Retained defense counsel cannot be cavalier in its defense of the insured on the assumption that the only adverse consequence will be that the insurer will be left holding the bag. A number of courts have either recognized an attorney-client relationship between insurer and defense counsel or applied the doctrine of equitable subrogation to remedy this otherwise unjust result.
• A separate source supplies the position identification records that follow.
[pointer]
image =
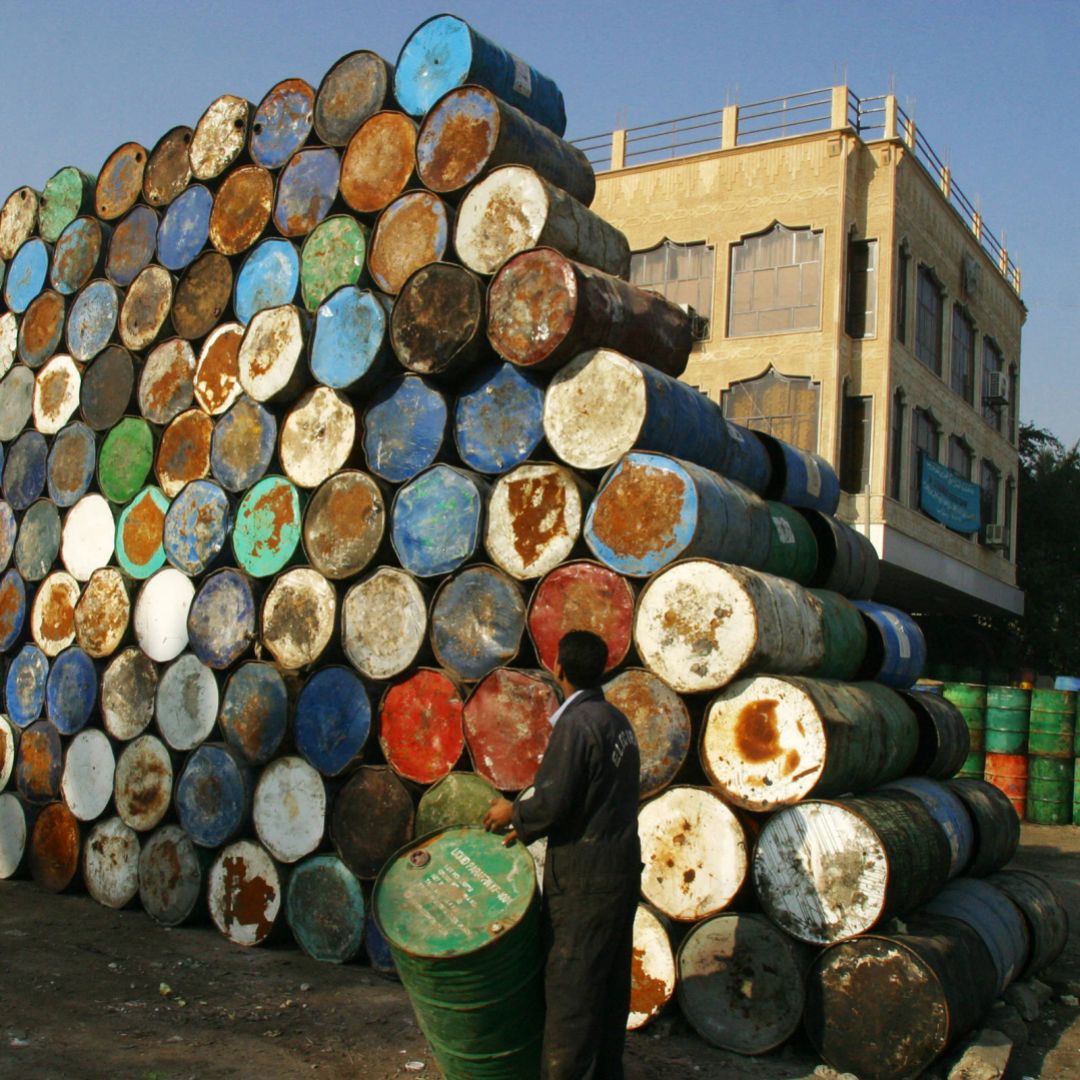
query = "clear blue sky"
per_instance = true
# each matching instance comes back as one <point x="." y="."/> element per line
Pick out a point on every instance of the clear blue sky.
<point x="994" y="85"/>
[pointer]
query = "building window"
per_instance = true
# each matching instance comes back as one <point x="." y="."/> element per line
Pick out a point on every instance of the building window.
<point x="779" y="405"/>
<point x="680" y="272"/>
<point x="775" y="282"/>
<point x="855" y="444"/>
<point x="928" y="325"/>
<point x="962" y="361"/>
<point x="861" y="319"/>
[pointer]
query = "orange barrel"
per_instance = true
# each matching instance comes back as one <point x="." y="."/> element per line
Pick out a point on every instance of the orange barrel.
<point x="696" y="852"/>
<point x="507" y="724"/>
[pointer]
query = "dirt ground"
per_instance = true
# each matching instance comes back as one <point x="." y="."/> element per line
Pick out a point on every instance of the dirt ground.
<point x="86" y="993"/>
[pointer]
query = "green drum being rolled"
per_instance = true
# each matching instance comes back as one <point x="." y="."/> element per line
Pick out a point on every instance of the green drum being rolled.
<point x="461" y="915"/>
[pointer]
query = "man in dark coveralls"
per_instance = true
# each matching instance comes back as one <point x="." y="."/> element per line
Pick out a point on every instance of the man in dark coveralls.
<point x="584" y="800"/>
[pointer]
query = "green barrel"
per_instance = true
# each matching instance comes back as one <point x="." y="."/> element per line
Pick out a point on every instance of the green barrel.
<point x="1050" y="793"/>
<point x="845" y="632"/>
<point x="461" y="915"/>
<point x="1008" y="716"/>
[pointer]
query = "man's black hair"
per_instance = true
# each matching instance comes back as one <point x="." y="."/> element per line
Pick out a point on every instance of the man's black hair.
<point x="583" y="657"/>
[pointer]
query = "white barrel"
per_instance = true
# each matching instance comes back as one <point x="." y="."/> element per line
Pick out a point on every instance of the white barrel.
<point x="110" y="863"/>
<point x="701" y="623"/>
<point x="289" y="809"/>
<point x="89" y="772"/>
<point x="694" y="852"/>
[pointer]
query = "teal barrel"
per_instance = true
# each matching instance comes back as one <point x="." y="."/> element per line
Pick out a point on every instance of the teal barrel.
<point x="460" y="912"/>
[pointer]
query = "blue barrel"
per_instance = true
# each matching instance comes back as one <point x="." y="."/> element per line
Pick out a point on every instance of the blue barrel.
<point x="306" y="190"/>
<point x="333" y="719"/>
<point x="197" y="527"/>
<point x="477" y="618"/>
<point x="223" y="618"/>
<point x="445" y="52"/>
<point x="405" y="428"/>
<point x="25" y="686"/>
<point x="895" y="648"/>
<point x="25" y="470"/>
<point x="69" y="468"/>
<point x="254" y="716"/>
<point x="498" y="417"/>
<point x="269" y="278"/>
<point x="26" y="274"/>
<point x="71" y="690"/>
<point x="132" y="246"/>
<point x="350" y="338"/>
<point x="242" y="445"/>
<point x="213" y="796"/>
<point x="282" y="122"/>
<point x="436" y="521"/>
<point x="185" y="227"/>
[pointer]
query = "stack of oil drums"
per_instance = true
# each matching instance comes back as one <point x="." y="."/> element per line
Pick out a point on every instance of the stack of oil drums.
<point x="322" y="421"/>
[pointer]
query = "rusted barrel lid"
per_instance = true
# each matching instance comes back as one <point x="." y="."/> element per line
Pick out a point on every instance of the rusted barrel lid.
<point x="242" y="208"/>
<point x="299" y="612"/>
<point x="385" y="623"/>
<point x="244" y="892"/>
<point x="110" y="863"/>
<point x="217" y="370"/>
<point x="220" y="136"/>
<point x="55" y="848"/>
<point x="185" y="227"/>
<point x="469" y="131"/>
<point x="581" y="595"/>
<point x="477" y="620"/>
<point x="89" y="537"/>
<point x="161" y="615"/>
<point x="333" y="719"/>
<point x="221" y="619"/>
<point x="89" y="768"/>
<point x="267" y="527"/>
<point x="269" y="278"/>
<point x="345" y="524"/>
<point x="289" y="809"/>
<point x="166" y="386"/>
<point x="358" y="85"/>
<point x="282" y="122"/>
<point x="694" y="851"/>
<point x="307" y="188"/>
<point x="333" y="255"/>
<point x="202" y="295"/>
<point x="436" y="521"/>
<point x="515" y="208"/>
<point x="39" y="540"/>
<point x="184" y="451"/>
<point x="143" y="786"/>
<point x="372" y="818"/>
<point x="78" y="255"/>
<point x="18" y="218"/>
<point x="255" y="711"/>
<point x="132" y="246"/>
<point x="507" y="725"/>
<point x="129" y="688"/>
<point x="420" y="726"/>
<point x="67" y="193"/>
<point x="661" y="721"/>
<point x="243" y="445"/>
<point x="167" y="169"/>
<point x="27" y="273"/>
<point x="103" y="613"/>
<point x="498" y="418"/>
<point x="214" y="795"/>
<point x="120" y="181"/>
<point x="197" y="527"/>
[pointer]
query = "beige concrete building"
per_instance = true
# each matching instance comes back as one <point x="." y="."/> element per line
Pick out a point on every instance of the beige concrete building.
<point x="853" y="302"/>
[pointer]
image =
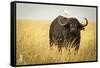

The Gulf decision applied a broader depth of facts to California’s recognition that the tripartite relationship may create an attorney-client relationship between an insurer and defense counsel which can create standing for an insurer to sue defense counsel for malpractice when defending the insured. Other jurisdictions do not recognize an attorney-client relationship between an insurer and defense counsel. In these jurisdictions a defalcating lawyer may escape liability for its malpractice because the insurer lacks standing to sue defense counsel and the insured has no incentive to do so because it was indemnified by the insurer. Some jurisdictions have recognized the inequitable and unjust result created by declining to recognize an attorney-client relationship between an insurer and defense counsel. These jurisdictions have invoked the doctrine of equitable subrogation to remedy this otherwise inequitable result and allow the insurer to hold defense counsel responsible for its negligent conduct.